Xcel Energy Plan Would Close Coal Units, Add Renewables

Xcel Energy on August 29 said it wants to retire 660 MW of coal-fired generation capacity as part of a “Colorado Energy Plan” that also includes adding as much as 1,700 MW of renewable energy and 700 MW of natural gas-fired power generation to its portfolio in the state. A key element of the proposal that Xcel and a coalition of business, environmental, and labor groups will present to state regulators includes closure of two units at the Comanche Generating Station in Pueblo.

The 325-MW Unit 1, which came online in 1973, would be shuttered by year-end 2022. The 335-MW Unit 2, online in 1975, would close by year-end 2025, in each case at least a decade ahead of the units’ scheduled retirements. The 750-MW Unit 3 at Comanche, opened in 2010, will remain online. The proposal would amend the utility’s current 2016 Electric Resource Plan, which details how Colorado’s largest power provider would produce electricity over the next several years.

“We have a responsibility to meet our customers’ energy needs,” said David Eves, president of Xcel Energy – Colorado, in a conference call with media. “Our customers expect us to provide low-cost power and increase the use of cleaner energy. As the state’s largest utility, it is important that we also support rural areas in Colorado, and this proposal’s investment will accomplish this goal.” Eves said the plan wants to increase Xcel’s renewable energy generation to 55% of its portfolio by 2026, while reducing carbon and other emissions. He said Xcel’s investment in the new energy sources could reach $2.5 billion, much of it targeted toward rural areas of the state.

Xcel has said it wants to reduce its carbon dioxide (CO2) emissions in Colorado by 60% by 2026 compared to 2005 levels. The proposal discussed in the conference call includes construction of a new switching station for a southern Colorado transmission “energy resource zone,” designed to foster more development of renewable energy generation in rural Colorado.

The announcement comes almost one year after the state’s second-largest utility, Tri-State Generation and Transmission Association, said state regulators supported its plan to shutter 527 MW of coal-fired capacity at two of its power plants in western Colorado by 2025.

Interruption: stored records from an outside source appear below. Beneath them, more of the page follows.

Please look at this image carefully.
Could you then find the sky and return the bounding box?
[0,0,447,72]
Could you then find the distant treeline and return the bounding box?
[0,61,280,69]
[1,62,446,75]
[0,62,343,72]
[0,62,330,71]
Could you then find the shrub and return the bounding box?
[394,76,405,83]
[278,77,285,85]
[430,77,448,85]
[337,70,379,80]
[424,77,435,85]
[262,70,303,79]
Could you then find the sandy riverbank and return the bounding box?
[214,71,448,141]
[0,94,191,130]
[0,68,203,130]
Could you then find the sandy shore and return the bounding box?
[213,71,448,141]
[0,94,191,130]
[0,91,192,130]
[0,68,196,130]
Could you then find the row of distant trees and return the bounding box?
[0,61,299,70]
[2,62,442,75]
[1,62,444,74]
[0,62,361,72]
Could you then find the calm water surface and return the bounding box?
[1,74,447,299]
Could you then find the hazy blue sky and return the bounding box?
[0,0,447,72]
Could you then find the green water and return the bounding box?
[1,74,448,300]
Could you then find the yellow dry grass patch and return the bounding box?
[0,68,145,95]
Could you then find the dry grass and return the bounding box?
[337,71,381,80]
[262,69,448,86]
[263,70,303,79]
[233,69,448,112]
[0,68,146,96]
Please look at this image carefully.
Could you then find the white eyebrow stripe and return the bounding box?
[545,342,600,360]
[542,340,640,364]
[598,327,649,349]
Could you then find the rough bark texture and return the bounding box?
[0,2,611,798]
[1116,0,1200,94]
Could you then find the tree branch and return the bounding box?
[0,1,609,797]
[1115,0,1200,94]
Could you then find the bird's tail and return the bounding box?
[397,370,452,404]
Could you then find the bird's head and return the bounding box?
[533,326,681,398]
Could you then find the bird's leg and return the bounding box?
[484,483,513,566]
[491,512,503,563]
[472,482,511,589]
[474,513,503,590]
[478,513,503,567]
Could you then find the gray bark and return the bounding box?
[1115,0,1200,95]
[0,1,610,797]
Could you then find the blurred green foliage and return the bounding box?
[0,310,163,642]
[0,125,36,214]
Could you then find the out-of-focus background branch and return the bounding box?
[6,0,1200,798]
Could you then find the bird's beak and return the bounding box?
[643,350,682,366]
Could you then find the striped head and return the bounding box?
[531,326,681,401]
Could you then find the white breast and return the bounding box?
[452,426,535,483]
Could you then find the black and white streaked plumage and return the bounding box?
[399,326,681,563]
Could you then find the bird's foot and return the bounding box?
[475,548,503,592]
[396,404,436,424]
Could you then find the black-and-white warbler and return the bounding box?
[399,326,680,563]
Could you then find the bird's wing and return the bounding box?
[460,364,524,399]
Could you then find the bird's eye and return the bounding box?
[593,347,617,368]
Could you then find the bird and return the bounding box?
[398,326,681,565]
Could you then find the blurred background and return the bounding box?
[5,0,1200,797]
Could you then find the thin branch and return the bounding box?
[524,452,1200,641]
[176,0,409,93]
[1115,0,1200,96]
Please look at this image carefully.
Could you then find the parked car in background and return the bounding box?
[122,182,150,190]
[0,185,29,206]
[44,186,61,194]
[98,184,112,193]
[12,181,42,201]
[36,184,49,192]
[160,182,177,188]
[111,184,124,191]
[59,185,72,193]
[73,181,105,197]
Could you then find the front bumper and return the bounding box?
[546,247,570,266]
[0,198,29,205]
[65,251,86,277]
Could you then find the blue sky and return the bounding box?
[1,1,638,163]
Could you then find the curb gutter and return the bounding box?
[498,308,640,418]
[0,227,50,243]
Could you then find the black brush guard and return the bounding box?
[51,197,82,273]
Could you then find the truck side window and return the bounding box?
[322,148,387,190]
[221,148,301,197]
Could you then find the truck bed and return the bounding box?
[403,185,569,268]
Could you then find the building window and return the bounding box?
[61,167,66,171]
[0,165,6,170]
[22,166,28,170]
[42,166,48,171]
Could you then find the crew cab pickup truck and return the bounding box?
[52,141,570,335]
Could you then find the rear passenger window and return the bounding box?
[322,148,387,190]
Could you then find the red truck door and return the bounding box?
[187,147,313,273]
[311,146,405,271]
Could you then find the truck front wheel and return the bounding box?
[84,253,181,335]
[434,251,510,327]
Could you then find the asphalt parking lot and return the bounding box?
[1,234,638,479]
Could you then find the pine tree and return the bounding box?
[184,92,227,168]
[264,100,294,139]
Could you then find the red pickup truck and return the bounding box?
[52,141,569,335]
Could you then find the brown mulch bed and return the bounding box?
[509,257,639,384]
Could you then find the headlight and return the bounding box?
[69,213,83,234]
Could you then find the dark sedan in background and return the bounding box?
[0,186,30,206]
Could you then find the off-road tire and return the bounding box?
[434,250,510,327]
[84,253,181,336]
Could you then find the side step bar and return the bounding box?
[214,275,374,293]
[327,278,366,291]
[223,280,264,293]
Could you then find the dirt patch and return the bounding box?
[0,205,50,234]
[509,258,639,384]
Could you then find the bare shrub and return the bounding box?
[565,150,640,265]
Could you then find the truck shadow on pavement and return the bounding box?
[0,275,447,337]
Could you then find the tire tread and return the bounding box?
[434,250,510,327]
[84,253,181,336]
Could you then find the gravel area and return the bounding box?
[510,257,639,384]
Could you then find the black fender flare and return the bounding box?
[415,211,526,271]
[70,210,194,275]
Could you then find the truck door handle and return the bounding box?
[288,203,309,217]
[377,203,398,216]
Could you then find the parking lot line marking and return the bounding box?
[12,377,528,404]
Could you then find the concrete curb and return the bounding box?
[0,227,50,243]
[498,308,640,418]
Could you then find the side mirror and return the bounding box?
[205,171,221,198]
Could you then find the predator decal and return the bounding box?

Xcel said it would issue an all-source request for proposal (RFP) as part of Phase II of its 2016 Electric Resource Plan, which includes the additional wind, solar, and natural gas and/or storage generation. Xcel said the RFP includes no additional coal resources. The utility said it would issue the all-source RFP soon, and expects to file a recommended portfolio with the Colorado Public Utilities Commission (CPUC) in the first quarter of 2018. A CPUC decision on the recommended portfolio is expected in mid-2018.

The plan also calls for Xcel to reduce the renewable energy surcharge on its customers’ monthly bills to 1% of the bill, down from the maximum 2% allowed by state law. That reduction would take place in 2021 or 2022.

Xcel earlier this year announced a plan to add about 1,550 MW of wind power in the Midwest.

Xcel has shuttered almost 1,100 MW of coal-fired generation at its plants in the Denver area to meet the state’s clean air standards established in 2010. It has replaced that generation with natural gas, wind and solar generation. The utility last year got about 46% of its power from coal, with 29% from renewables and 25% from natural gas. Under the amended plan, by 2026 renewables could make up 55% of Xcel’s portfolio in Colorado, with coal at 23% and natural gas at 22%, the utility said.